Common Business Contract Clauses You Shouldn't Ignore

Business contracts can be lengthy documents, making it tempting to skim through standard-looking clauses and sign quickly. The reality is that some of the most consequential terms in any commercial agreement are the ones that receive the least attention during the review process. Commercial lawyers consistently find that the clauses most likely to cause problems are the ones that seemed unremarkable at the time of signing. This article will highlight the contract clauses that deserve careful scrutiny before any business agreement is executed.

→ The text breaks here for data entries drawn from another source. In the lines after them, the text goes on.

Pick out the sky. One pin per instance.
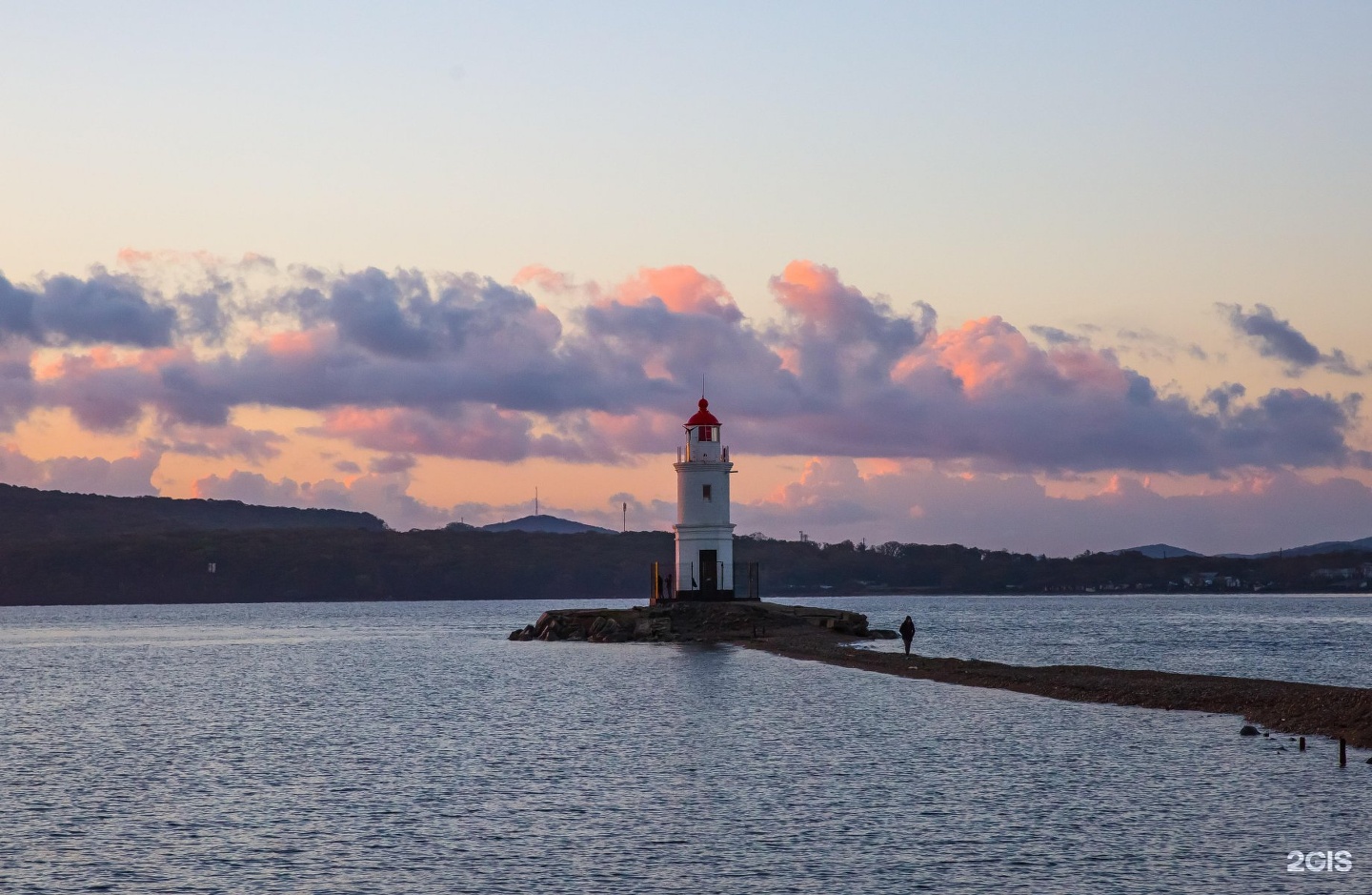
(1046, 277)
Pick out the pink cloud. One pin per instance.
(682, 289)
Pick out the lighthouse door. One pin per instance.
(710, 571)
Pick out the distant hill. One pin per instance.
(28, 514)
(545, 523)
(1157, 551)
(1315, 549)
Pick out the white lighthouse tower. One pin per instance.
(704, 534)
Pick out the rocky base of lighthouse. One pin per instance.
(698, 622)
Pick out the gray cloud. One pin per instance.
(1278, 339)
(458, 365)
(103, 308)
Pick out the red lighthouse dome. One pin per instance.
(703, 417)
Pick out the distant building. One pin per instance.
(704, 534)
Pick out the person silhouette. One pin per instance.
(907, 632)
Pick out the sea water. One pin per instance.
(408, 747)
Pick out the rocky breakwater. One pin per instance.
(700, 622)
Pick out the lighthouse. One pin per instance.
(704, 534)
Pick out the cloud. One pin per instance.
(218, 442)
(474, 433)
(393, 463)
(103, 308)
(458, 365)
(546, 279)
(124, 477)
(1278, 339)
(382, 495)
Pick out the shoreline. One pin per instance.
(1278, 705)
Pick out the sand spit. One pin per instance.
(829, 636)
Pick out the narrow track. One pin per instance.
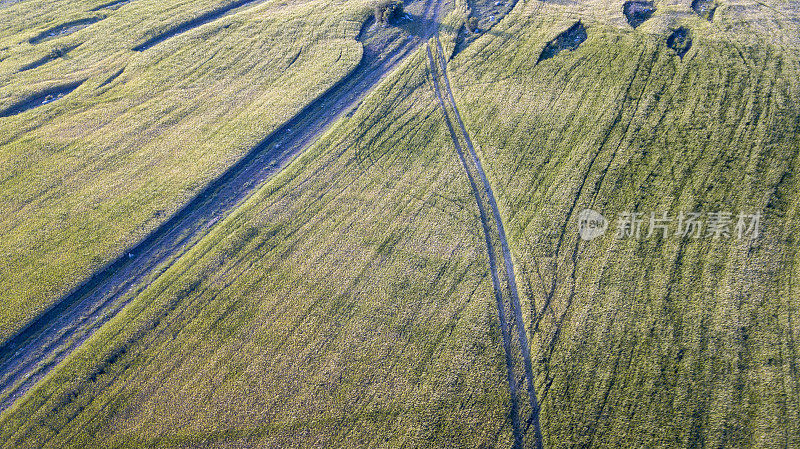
(503, 279)
(34, 351)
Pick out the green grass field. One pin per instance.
(348, 303)
(97, 170)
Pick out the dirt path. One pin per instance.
(33, 352)
(506, 294)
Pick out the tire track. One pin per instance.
(506, 293)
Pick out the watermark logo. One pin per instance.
(638, 225)
(591, 224)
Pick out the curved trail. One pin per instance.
(506, 294)
(34, 351)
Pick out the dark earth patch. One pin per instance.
(116, 4)
(568, 40)
(705, 8)
(40, 99)
(64, 29)
(111, 78)
(680, 40)
(637, 11)
(484, 14)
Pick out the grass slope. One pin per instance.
(674, 342)
(97, 170)
(346, 304)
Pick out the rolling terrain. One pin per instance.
(398, 262)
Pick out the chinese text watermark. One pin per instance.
(641, 225)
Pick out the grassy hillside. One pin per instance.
(665, 342)
(348, 303)
(90, 174)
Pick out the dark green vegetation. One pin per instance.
(567, 40)
(637, 11)
(349, 302)
(388, 11)
(104, 165)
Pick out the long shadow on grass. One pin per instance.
(33, 352)
(196, 22)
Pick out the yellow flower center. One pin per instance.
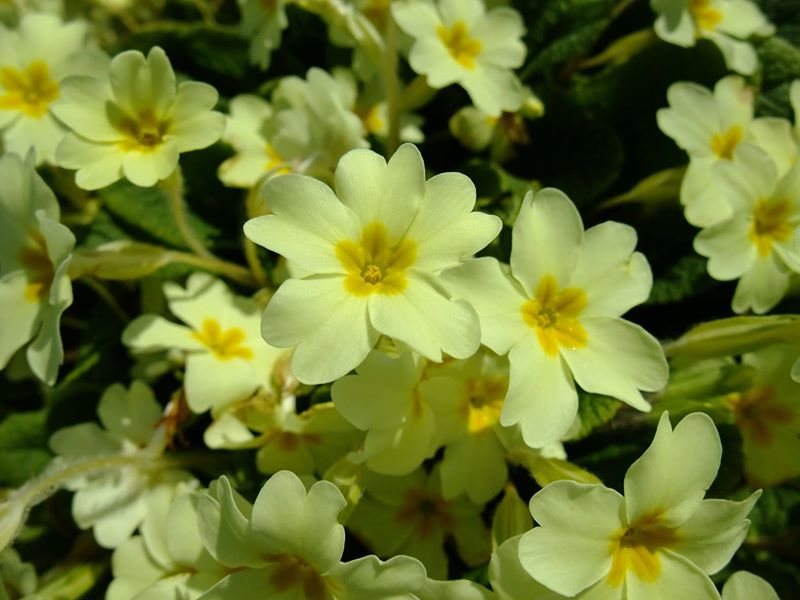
(484, 402)
(223, 344)
(145, 132)
(373, 264)
(757, 414)
(461, 47)
(293, 572)
(635, 549)
(372, 120)
(30, 90)
(553, 315)
(705, 16)
(38, 267)
(770, 224)
(427, 512)
(723, 144)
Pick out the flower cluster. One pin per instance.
(409, 306)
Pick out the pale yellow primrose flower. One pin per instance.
(725, 22)
(755, 243)
(304, 443)
(662, 539)
(289, 544)
(115, 502)
(746, 586)
(474, 461)
(168, 559)
(457, 41)
(333, 128)
(710, 126)
(380, 245)
(408, 515)
(136, 124)
(306, 130)
(768, 415)
(557, 316)
(35, 253)
(368, 102)
(406, 413)
(35, 58)
(226, 358)
(249, 128)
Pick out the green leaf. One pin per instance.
(219, 49)
(559, 30)
(594, 410)
(684, 279)
(780, 61)
(23, 446)
(774, 511)
(147, 211)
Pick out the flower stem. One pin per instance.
(215, 265)
(16, 506)
(258, 272)
(392, 84)
(173, 188)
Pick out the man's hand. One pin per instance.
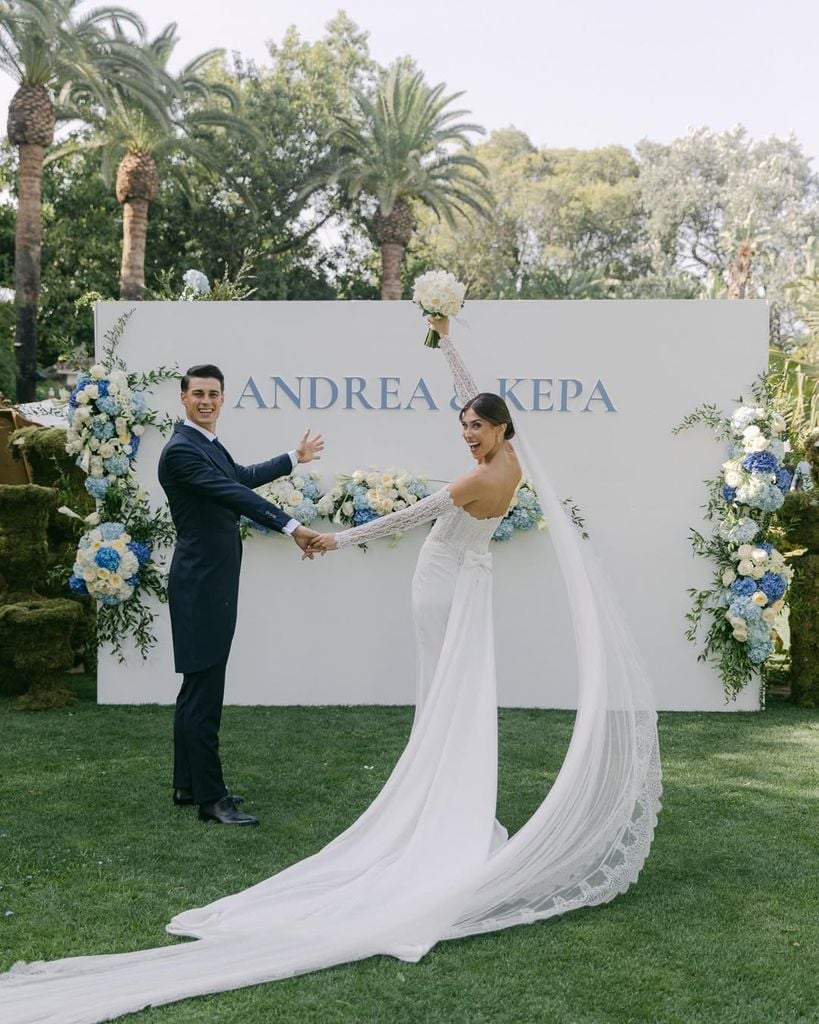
(304, 537)
(309, 448)
(322, 543)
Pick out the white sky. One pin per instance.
(574, 73)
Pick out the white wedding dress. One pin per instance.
(427, 860)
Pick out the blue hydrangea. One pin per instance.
(118, 465)
(108, 558)
(305, 512)
(103, 429)
(504, 531)
(520, 519)
(109, 406)
(769, 500)
(743, 607)
(96, 486)
(77, 585)
(773, 586)
(142, 551)
(760, 462)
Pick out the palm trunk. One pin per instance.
(134, 232)
(391, 255)
(28, 245)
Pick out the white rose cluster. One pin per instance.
(438, 293)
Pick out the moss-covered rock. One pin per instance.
(25, 511)
(38, 638)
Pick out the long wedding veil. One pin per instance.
(591, 836)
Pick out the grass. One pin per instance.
(722, 928)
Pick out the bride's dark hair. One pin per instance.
(491, 408)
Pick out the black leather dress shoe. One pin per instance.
(225, 812)
(184, 798)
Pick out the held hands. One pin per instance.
(304, 537)
(309, 448)
(320, 543)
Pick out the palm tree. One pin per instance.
(144, 130)
(395, 152)
(48, 48)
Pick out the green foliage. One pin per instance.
(563, 223)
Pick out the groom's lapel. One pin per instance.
(218, 455)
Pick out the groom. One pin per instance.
(207, 494)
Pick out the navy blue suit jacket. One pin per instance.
(207, 494)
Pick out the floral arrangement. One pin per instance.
(367, 495)
(296, 495)
(747, 600)
(108, 563)
(438, 293)
(108, 414)
(524, 513)
(106, 417)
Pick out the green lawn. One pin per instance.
(723, 927)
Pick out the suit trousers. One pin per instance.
(196, 734)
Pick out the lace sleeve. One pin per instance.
(465, 386)
(428, 508)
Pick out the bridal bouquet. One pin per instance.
(524, 513)
(365, 495)
(296, 495)
(106, 417)
(439, 294)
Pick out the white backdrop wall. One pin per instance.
(597, 385)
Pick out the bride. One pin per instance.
(427, 860)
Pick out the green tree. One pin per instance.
(727, 216)
(47, 46)
(563, 223)
(393, 154)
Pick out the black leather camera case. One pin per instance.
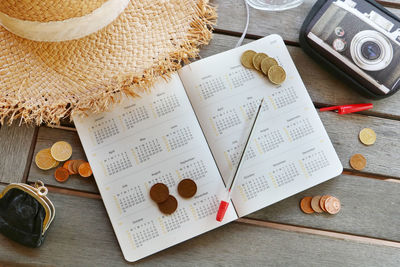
(359, 40)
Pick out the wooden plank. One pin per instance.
(381, 157)
(369, 208)
(232, 18)
(323, 87)
(81, 235)
(15, 151)
(46, 138)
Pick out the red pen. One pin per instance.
(345, 109)
(223, 206)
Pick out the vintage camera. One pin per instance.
(360, 41)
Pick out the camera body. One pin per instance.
(361, 41)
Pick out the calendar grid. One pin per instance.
(175, 220)
(143, 233)
(116, 163)
(225, 120)
(103, 130)
(253, 186)
(134, 116)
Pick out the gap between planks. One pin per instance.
(326, 233)
(30, 155)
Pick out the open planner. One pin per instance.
(194, 126)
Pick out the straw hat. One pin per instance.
(58, 57)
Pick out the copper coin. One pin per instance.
(44, 160)
(76, 164)
(61, 151)
(332, 205)
(159, 192)
(305, 205)
(187, 188)
(71, 166)
(315, 204)
(267, 63)
(322, 202)
(61, 174)
(358, 162)
(169, 206)
(257, 60)
(276, 74)
(247, 59)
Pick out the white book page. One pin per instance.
(290, 150)
(147, 140)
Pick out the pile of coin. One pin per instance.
(60, 151)
(367, 136)
(320, 204)
(265, 64)
(167, 203)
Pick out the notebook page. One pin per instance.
(290, 150)
(143, 141)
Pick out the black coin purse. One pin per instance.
(25, 213)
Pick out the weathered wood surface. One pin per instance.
(232, 18)
(82, 236)
(382, 157)
(323, 87)
(369, 208)
(45, 139)
(345, 142)
(15, 148)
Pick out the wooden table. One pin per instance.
(366, 231)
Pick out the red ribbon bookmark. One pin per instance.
(345, 109)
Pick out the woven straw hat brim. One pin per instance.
(43, 82)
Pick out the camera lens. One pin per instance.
(370, 50)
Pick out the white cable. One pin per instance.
(239, 43)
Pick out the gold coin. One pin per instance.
(44, 160)
(61, 151)
(276, 74)
(358, 162)
(367, 136)
(332, 205)
(56, 164)
(257, 60)
(315, 204)
(247, 59)
(267, 63)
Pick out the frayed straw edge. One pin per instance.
(199, 33)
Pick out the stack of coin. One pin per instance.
(320, 204)
(167, 203)
(49, 158)
(367, 136)
(265, 64)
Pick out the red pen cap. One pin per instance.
(345, 109)
(223, 206)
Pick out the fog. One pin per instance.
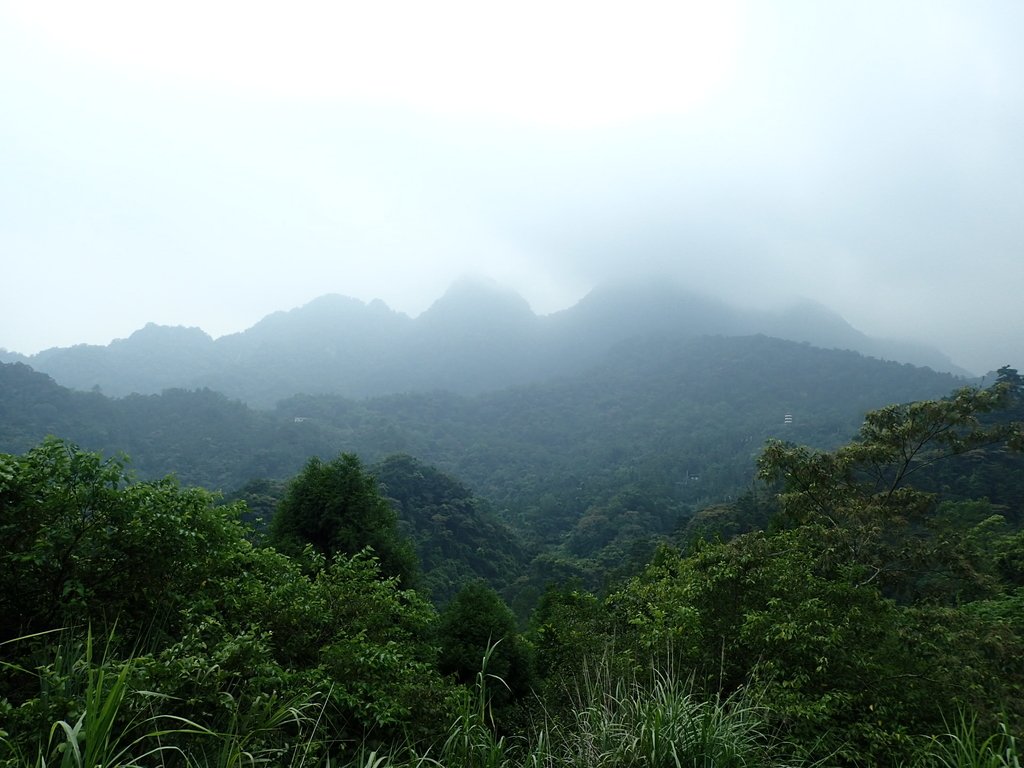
(222, 161)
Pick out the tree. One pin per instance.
(338, 509)
(860, 497)
(475, 621)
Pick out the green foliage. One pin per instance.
(337, 508)
(458, 540)
(221, 632)
(477, 625)
(81, 543)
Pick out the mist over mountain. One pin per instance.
(477, 337)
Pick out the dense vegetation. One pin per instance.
(476, 338)
(879, 607)
(589, 471)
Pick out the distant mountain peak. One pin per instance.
(478, 299)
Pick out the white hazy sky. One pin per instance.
(208, 163)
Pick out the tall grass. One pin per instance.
(965, 748)
(619, 723)
(101, 733)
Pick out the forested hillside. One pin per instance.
(875, 617)
(476, 338)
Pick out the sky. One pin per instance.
(209, 163)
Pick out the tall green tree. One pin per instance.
(337, 507)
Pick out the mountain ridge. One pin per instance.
(477, 337)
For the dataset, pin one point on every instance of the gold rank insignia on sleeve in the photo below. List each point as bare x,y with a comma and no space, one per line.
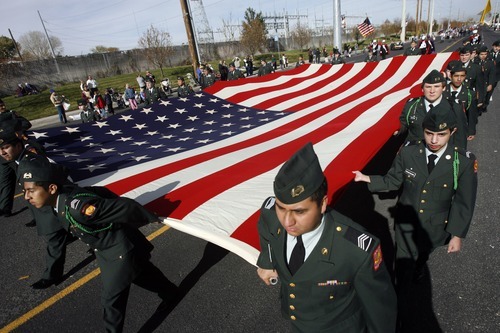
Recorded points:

Limitation of Liability Clauses
A limitation of liability clause caps the amount one party can recover from the other in the event of a breach or loss, and the figure set out in that clause can be dramatically lower than the actual loss suffered. Many standard commercial contracts include these clauses as a matter of course, often limiting liability to the value of the contract itself regardless of the scale of the damage caused. For businesses entering agreements where a failure by the other party could result in significant financial harm, accepting a low liability cap without negotiation can leave them with no recourse. Commercial lawyers can assess whether the cap proposed is appropriate for the level of risk involved and negotiate a more balanced position before the contract is signed.
Termination and Exit Provisions
The circumstances under which a contract can be terminated and what happens when it is are details that most parties pay little attention to when a relationship is new and optimism is high. In practice, termination clauses determine how much notice is required to end the agreement, whether termination for convenience is permitted and what obligations survive after the relationship concludes. A contract that allows one party to exit without notice can leave the other party exposed with no transition period and no compensation. Commercial lawyers can review termination provisions to ensure they're balanced and that the business retains adequate protection if the other party chooses to walk away at an inconvenient time.
Dispute Resolution Clauses
When a dispute arises between contracting parties, the dispute resolution clause determines the process that must be followed before either party can take formal legal action. Some contracts require mandatory mediation or expert determination before litigation can commence, while others designate a specific jurisdiction or court for any proceedings. These provisions can have a significant impact on how accessible and affordable resolution actually is, particularly if the clause requires proceedings to be conducted in a state or jurisdiction that's inconvenient for one party. Commercial lawyers can review dispute resolution clauses and flag any provisions that may create an imbalance or limit your ability to pursue a legitimate claim effectively.